Compute sanitizer racecheck bug with cg::thread_block_tile for tile size > 32

samkawtikwar · September 24, 2024, 5:24pm

The compute-sanitizer racecheck tool seems to have a bug with tilesize > 32. It reports false positive errors even though there is tile.sync.

A minimum working example would be:

// Kernel to perform reduction using tiles
template <typename Op>
__global__ void reduceKernel(float *input, float *output, int numElements, Op operation)
{
  int tid = blockIdx.x * blockDim.x + threadIdx.x;

  __shared__ float S;
  cg::thread_block cta = cg::this_thread_block();
  cg::thread_block_tile<TileSize> tile = cg::tiled_partition<TileSize>(cta);

  float value = (tid < numElements) ? input[tid] : 0.0f;

  // Perform tile-based reduction
  const uint group_rank = tid / TileSize;

  if (group_rank == 0)
  {
    value = tileReduce(tile, value, operation); // a function for reduction uses tile.shfl_down
    if (tile.thread_rank() == 0)
    {
      *output = value;
      S = value;
    }
    tile.sync();
  }
  if (group_rank == 0 && tile.thread_rank() == 0)
  {
    printf("S is %f\n", S);
  }
}

If I perform compute-sanitizer --tool racecheck on this kernel with TileSize > 32. Compute-sanitizer reports a false race error between write and read operations on S. It is clearly false since there is a tile.sync() operation between them. The error goes away when TileSize <= 32.
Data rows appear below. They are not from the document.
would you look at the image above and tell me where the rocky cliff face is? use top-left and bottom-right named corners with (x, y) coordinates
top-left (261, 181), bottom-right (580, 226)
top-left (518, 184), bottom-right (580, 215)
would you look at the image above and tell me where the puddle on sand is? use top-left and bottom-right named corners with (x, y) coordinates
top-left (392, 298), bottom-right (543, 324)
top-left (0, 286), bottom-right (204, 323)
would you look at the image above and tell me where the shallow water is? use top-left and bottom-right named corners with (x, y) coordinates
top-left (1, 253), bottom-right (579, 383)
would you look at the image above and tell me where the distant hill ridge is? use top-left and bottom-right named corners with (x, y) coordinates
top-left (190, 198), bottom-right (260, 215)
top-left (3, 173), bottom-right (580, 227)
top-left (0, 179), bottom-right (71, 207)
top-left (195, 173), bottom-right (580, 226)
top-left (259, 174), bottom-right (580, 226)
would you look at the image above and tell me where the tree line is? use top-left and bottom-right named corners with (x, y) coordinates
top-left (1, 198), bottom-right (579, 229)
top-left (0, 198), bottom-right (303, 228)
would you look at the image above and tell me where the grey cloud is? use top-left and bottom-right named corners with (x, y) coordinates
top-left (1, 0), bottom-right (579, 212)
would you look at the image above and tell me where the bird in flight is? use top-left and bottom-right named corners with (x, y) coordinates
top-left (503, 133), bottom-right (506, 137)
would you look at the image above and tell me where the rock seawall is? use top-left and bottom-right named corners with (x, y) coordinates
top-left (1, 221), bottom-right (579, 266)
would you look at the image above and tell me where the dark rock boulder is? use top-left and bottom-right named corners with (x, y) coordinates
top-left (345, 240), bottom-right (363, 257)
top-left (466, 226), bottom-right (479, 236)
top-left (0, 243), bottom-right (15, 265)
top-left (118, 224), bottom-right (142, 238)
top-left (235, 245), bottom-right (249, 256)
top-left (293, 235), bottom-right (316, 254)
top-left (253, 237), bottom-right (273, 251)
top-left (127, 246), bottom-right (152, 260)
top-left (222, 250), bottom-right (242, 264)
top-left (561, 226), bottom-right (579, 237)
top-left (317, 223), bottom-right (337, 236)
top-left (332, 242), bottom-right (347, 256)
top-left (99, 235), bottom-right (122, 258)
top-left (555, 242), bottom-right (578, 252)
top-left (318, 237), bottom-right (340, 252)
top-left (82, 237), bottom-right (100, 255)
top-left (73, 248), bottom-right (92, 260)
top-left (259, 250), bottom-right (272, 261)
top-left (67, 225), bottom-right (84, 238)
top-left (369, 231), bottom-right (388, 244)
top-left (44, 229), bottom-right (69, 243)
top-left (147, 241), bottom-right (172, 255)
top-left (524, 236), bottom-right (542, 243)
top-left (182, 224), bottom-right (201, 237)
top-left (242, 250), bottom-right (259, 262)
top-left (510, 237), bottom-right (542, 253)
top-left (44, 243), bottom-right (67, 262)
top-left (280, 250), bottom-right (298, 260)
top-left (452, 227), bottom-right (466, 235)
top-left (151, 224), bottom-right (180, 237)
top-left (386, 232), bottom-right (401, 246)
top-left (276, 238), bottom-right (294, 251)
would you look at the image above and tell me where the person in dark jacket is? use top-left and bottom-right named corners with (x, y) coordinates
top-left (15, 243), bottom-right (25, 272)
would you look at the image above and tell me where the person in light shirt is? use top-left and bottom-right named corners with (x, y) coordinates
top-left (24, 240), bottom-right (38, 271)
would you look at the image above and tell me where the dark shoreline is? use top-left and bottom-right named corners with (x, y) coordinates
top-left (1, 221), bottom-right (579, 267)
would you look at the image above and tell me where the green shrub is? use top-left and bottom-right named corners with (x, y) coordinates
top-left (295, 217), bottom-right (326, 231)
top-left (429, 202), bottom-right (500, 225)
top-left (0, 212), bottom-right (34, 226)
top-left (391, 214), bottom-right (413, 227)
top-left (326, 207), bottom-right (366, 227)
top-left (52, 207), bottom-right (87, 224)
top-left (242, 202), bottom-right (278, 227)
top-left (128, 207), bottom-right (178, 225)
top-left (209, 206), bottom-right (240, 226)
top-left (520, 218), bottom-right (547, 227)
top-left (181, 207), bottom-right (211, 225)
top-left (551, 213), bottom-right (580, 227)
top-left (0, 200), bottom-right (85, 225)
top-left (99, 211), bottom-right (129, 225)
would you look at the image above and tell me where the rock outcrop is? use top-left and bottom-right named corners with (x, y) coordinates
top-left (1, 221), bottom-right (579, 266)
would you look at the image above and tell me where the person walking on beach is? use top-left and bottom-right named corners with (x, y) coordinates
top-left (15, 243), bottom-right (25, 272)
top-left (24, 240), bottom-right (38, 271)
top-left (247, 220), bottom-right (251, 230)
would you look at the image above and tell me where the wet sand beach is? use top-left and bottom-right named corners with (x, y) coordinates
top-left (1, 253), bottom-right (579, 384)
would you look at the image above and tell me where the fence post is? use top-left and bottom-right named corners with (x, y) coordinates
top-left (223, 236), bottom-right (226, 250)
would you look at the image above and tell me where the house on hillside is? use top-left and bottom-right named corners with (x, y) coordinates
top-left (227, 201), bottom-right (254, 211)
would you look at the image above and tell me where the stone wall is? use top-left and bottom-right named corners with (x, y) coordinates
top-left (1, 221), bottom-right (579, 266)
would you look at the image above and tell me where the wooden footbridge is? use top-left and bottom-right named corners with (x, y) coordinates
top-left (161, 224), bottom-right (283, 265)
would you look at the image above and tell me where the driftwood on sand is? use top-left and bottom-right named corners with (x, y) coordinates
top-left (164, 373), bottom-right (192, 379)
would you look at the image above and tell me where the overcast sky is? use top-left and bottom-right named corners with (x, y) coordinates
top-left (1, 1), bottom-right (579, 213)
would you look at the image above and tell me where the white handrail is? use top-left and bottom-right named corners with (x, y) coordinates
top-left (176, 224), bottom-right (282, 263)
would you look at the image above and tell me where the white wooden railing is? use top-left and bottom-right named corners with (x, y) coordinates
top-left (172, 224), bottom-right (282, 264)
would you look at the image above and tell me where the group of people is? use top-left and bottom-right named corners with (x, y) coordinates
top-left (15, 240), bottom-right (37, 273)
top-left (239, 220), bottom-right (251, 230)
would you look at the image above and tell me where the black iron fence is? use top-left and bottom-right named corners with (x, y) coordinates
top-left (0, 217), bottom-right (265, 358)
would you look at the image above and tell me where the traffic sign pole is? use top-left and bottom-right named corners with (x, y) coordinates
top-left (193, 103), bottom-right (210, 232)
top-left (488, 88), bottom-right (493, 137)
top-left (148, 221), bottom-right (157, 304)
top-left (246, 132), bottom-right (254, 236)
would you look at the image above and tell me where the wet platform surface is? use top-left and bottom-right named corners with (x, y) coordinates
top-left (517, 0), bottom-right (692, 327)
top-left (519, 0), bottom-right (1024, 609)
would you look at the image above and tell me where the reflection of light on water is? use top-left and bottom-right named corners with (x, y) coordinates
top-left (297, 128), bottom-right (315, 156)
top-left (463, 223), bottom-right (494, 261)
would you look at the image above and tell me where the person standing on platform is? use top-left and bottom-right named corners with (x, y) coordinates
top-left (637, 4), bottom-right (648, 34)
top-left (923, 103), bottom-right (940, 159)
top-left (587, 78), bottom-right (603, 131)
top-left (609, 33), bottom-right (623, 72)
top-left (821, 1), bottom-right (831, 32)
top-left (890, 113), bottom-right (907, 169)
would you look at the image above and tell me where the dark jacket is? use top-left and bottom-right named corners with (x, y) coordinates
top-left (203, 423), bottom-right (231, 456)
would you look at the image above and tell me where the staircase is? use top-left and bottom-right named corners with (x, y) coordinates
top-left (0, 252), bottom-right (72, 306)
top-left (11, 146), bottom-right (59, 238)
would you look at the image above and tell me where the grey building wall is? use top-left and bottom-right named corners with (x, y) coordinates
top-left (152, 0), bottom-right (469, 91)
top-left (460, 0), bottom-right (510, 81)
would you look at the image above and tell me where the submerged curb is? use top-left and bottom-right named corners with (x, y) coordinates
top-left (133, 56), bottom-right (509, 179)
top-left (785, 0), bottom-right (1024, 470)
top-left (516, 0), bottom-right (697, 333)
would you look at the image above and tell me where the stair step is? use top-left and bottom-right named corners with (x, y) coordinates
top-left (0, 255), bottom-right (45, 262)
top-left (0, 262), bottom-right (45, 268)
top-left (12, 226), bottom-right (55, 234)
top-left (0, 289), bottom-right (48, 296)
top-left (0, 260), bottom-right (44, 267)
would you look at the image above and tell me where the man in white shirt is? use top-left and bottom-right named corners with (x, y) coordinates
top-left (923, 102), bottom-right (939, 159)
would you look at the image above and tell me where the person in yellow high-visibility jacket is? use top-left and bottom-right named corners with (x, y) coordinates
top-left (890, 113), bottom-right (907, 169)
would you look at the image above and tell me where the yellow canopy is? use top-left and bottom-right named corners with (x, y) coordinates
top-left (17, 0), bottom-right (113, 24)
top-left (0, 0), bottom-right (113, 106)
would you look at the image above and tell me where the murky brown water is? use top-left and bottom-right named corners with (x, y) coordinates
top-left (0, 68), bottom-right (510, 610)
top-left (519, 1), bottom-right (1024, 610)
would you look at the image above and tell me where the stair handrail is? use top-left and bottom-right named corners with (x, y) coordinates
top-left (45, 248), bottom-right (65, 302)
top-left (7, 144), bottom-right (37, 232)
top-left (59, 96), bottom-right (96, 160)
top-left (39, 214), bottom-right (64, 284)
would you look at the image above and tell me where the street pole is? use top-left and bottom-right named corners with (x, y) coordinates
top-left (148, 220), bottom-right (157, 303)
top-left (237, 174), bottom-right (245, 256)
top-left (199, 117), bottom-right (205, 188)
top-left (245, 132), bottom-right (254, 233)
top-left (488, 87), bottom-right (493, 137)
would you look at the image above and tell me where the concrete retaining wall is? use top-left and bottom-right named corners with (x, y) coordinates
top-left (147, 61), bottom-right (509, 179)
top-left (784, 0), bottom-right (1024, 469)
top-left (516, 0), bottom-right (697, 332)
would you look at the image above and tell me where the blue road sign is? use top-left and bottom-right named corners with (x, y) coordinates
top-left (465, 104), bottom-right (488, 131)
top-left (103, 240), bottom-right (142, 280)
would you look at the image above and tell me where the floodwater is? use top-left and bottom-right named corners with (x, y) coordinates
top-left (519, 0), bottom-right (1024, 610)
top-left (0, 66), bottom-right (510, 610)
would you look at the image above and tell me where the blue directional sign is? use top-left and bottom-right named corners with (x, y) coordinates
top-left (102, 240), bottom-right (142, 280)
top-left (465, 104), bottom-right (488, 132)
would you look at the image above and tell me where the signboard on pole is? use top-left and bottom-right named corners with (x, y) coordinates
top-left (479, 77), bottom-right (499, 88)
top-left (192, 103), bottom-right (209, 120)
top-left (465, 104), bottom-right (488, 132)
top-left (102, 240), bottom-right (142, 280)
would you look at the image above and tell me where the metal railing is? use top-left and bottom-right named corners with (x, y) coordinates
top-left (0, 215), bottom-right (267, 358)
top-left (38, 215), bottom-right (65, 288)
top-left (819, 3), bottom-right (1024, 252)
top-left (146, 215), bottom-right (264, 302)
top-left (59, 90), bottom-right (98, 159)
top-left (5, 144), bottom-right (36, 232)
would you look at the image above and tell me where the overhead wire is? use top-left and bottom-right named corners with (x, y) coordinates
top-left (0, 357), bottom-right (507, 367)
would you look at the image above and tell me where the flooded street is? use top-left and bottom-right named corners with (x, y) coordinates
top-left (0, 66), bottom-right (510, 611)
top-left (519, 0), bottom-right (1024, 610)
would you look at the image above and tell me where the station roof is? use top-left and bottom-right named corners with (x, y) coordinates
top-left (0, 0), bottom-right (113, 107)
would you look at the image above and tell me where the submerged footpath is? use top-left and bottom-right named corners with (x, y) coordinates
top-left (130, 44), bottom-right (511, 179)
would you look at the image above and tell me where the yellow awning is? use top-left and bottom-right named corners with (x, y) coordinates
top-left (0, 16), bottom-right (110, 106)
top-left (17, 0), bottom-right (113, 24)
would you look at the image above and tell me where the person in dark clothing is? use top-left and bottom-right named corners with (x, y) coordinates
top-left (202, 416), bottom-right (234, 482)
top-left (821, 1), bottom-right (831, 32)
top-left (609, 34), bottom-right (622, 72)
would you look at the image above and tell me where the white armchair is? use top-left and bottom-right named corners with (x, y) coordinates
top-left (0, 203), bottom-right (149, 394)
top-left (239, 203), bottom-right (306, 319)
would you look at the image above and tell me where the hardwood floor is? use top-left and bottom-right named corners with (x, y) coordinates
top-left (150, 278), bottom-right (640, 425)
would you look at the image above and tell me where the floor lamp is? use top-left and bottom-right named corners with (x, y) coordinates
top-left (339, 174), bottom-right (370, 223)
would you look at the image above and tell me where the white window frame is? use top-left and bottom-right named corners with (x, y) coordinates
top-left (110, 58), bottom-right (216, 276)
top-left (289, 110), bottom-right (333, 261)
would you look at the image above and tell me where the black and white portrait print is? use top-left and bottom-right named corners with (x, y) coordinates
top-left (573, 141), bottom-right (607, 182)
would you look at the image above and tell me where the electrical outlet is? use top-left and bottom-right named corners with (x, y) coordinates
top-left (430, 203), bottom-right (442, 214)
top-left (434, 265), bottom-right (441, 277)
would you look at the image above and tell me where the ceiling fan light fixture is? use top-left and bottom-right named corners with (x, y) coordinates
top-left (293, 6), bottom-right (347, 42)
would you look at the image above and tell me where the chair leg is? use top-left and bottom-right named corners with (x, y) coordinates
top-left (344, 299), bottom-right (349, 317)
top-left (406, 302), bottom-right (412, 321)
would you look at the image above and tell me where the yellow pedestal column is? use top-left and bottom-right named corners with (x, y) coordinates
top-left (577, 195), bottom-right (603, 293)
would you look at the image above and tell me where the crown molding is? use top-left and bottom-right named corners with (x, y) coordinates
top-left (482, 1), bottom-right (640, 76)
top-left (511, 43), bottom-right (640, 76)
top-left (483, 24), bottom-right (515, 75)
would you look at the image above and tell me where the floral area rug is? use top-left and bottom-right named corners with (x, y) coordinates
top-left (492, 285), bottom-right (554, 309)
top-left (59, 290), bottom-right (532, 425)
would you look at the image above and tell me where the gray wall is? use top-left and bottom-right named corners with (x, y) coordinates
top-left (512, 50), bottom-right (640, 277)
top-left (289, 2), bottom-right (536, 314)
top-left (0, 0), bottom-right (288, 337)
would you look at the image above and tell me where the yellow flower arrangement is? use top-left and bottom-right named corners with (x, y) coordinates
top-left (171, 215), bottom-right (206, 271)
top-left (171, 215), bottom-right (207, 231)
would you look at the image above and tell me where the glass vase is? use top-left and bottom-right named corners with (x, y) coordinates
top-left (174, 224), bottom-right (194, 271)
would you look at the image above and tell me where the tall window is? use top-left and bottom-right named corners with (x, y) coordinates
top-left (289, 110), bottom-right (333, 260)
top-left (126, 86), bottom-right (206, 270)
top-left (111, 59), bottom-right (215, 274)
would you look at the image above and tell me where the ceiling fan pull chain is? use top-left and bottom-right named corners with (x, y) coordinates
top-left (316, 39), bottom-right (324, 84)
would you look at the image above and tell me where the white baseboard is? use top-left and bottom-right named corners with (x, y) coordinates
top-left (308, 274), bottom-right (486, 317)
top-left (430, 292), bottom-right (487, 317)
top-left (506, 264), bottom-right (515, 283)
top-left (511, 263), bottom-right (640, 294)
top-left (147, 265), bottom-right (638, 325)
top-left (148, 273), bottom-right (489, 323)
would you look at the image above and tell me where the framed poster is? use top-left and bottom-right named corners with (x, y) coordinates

The result from the code is correct, so I think it is not an error with the thread_block_tile class but just a bug in the compute-sanitizer racecheck tool.

aladram · September 24, 2024, 5:35pm

Can you provide a complete reproduction example? Tile size should be no more than 32 (size of a warp in CUDA), and the compiler should refuse to compile code using shfl_down if that is not the case. Example below with tile size set to 64:

test.cu(20): error: class "cooperative_groups::__v1::thread_block_tile<64U, void>" has no member "shfl_down"
          value = operation(value, tile.shfl_down(value, offset));
                                        ^

1 error detected in the compilation of "test.cu".

For future reference, here is a link to the relevant section of the CUDA programing guide: CUDA C++ Programming Guide.

samkawtikwar · September 24, 2024, 7:32pm

I get it. Sorry for not sending the full code, I didn’t want to complicate it. I actually defined a macro based on TileSize when it is greater than 32, it just defines a subtile and performs reduction using that.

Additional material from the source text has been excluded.